Bagiku, rasanya ajang pemilihan kepala daerah baik itu tingkat kota/kabupaten, tingkat propinsi atau pun nanti tingkat nasional, merupakan suatu hal yang kurang ada artinya, karena sampai saat ini sebagimana yang sudah-sudah aku termasuk orang yang sangat-sangat meragukan misi yang diemban para calon kepala daerah itu sehingga mereka memutuskan untuk maju ke ajang pemilihan. Coba, apa sih misi mereka ? Untuk rakyat ? Kalau memang ada misi untuk rakyat, berapa persen ? 100% ? PREKETEK [oops... bunyi apa itu ?]

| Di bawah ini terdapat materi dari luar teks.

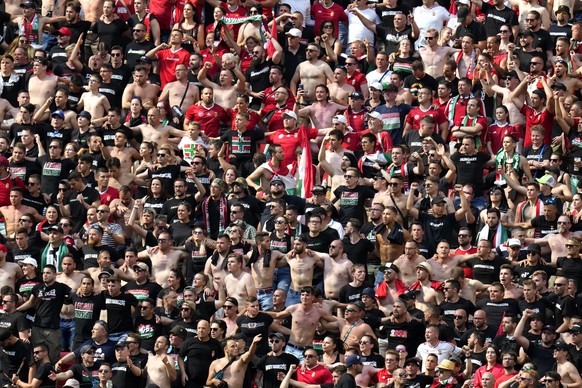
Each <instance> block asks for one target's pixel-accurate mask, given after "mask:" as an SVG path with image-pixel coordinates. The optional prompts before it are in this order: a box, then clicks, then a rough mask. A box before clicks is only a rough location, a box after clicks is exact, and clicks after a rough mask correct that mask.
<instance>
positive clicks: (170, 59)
mask: <svg viewBox="0 0 582 388" xmlns="http://www.w3.org/2000/svg"><path fill="white" fill-rule="evenodd" d="M156 56H157V57H158V60H159V61H160V81H161V82H162V89H163V88H164V86H166V84H167V83H170V82H173V81H175V80H176V71H175V70H176V66H178V65H179V64H180V63H181V64H183V65H184V66H186V67H187V68H189V67H190V53H189V52H188V51H186V50H184V49H183V48H182V47H180V48H179V49H178V50H176V51H175V52H174V51H172V49H169V48H168V49H165V50H160V51H158V52H157V53H156Z"/></svg>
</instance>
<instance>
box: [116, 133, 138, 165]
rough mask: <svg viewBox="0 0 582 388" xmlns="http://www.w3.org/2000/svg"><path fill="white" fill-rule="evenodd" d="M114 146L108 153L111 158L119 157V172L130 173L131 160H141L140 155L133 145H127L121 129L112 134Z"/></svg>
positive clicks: (126, 139)
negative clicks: (113, 136) (119, 163)
mask: <svg viewBox="0 0 582 388" xmlns="http://www.w3.org/2000/svg"><path fill="white" fill-rule="evenodd" d="M114 144H115V147H112V148H111V150H110V151H109V155H110V156H111V157H112V158H117V159H119V162H120V163H121V168H120V170H121V172H122V173H123V174H130V173H131V167H132V166H133V162H134V161H136V160H141V155H140V154H139V152H138V151H137V150H136V149H135V148H133V147H127V135H126V134H125V132H123V131H122V130H118V131H117V132H115V136H114Z"/></svg>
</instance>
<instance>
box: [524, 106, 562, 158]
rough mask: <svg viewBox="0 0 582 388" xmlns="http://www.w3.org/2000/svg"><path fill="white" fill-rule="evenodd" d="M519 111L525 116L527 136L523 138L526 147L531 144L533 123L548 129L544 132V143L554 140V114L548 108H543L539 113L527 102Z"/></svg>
mask: <svg viewBox="0 0 582 388" xmlns="http://www.w3.org/2000/svg"><path fill="white" fill-rule="evenodd" d="M519 112H520V113H521V114H522V115H524V116H525V137H524V139H523V147H524V148H525V147H529V146H530V145H531V132H530V129H531V127H532V126H533V125H541V126H542V127H544V128H545V129H546V133H545V134H544V144H550V142H551V141H552V127H553V125H554V114H553V113H552V112H550V111H549V110H547V109H546V108H543V110H542V111H541V112H539V113H538V112H536V110H535V109H534V108H531V107H529V106H527V105H525V104H523V106H522V107H521V110H520V111H519Z"/></svg>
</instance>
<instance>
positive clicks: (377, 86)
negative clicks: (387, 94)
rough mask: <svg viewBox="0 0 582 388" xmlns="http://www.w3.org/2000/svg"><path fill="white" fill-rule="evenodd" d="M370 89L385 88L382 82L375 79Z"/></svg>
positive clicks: (371, 83)
mask: <svg viewBox="0 0 582 388" xmlns="http://www.w3.org/2000/svg"><path fill="white" fill-rule="evenodd" d="M370 89H376V90H383V89H384V88H383V87H382V84H381V83H380V82H378V81H375V82H372V83H371V84H370Z"/></svg>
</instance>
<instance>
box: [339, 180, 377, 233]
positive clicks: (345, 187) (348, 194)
mask: <svg viewBox="0 0 582 388" xmlns="http://www.w3.org/2000/svg"><path fill="white" fill-rule="evenodd" d="M333 193H334V195H335V197H336V198H338V200H339V205H340V207H339V218H340V222H341V224H342V225H345V224H347V223H348V221H349V219H350V218H357V219H358V220H365V219H366V217H365V215H366V214H365V209H364V204H365V203H366V200H367V199H370V198H374V195H375V194H376V192H375V191H374V190H373V189H372V188H370V187H368V186H361V185H358V186H356V187H354V188H353V189H350V188H349V187H347V186H339V187H338V188H336V189H335V190H334V192H333Z"/></svg>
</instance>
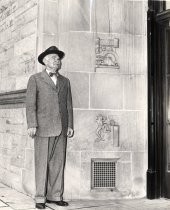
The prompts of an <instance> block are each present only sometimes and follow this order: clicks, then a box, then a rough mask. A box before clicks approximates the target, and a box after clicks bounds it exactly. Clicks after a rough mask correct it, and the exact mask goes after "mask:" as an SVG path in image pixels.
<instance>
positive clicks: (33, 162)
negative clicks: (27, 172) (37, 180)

Meski pun memang ada kepala daerah yang benar-benar mempunyai misi memakmurkan masyarakat di aderah yang dipimpinnya serta mempunyai visi yang jauh ke depan, tetapi itu cuma berapa persen saja bila dibandingkan dengan jumlah seluruh kepala daerah di semua tingkatan dalam lingkup Indonesia raya ini. Wong tahun-tahun kemarin aja ada seseorang yang Indonesia ini sudah demikian kecil bagi dirinya sehingga Beliau tidak perlu Indonesia, tetapi tetap bersedia mendarmabaktikan dirinya untuk Indonesia, menahkodai kapal induk Indonesia raya dengan lurus agar selamat sampai di tujuan dan tidak karam di tengah perjalanan. Itu pun dijegal, dikerjain, dirusak dan dibocorkan sendiri oleh anak buah kapal yang kepentingan-kepentingan besarnya terusik. Entahlah, apakah hal itu kemarin merupakan suatu pertanda awal bahwa Indonesia raya ini memasuki masa kegelapan total sehingga untuk keluar menuju cahaya Ilahi perlu suatu adzab yang dahsyat melibihi dahsyatnya tsunami Aceh kemarin [bisa jadi itu merupakan awal adzab (pembuka) sebelum adzab puncak (penutup) dalam masa kegelapan total untuk selanjutnya keluar menuju cahaya] ?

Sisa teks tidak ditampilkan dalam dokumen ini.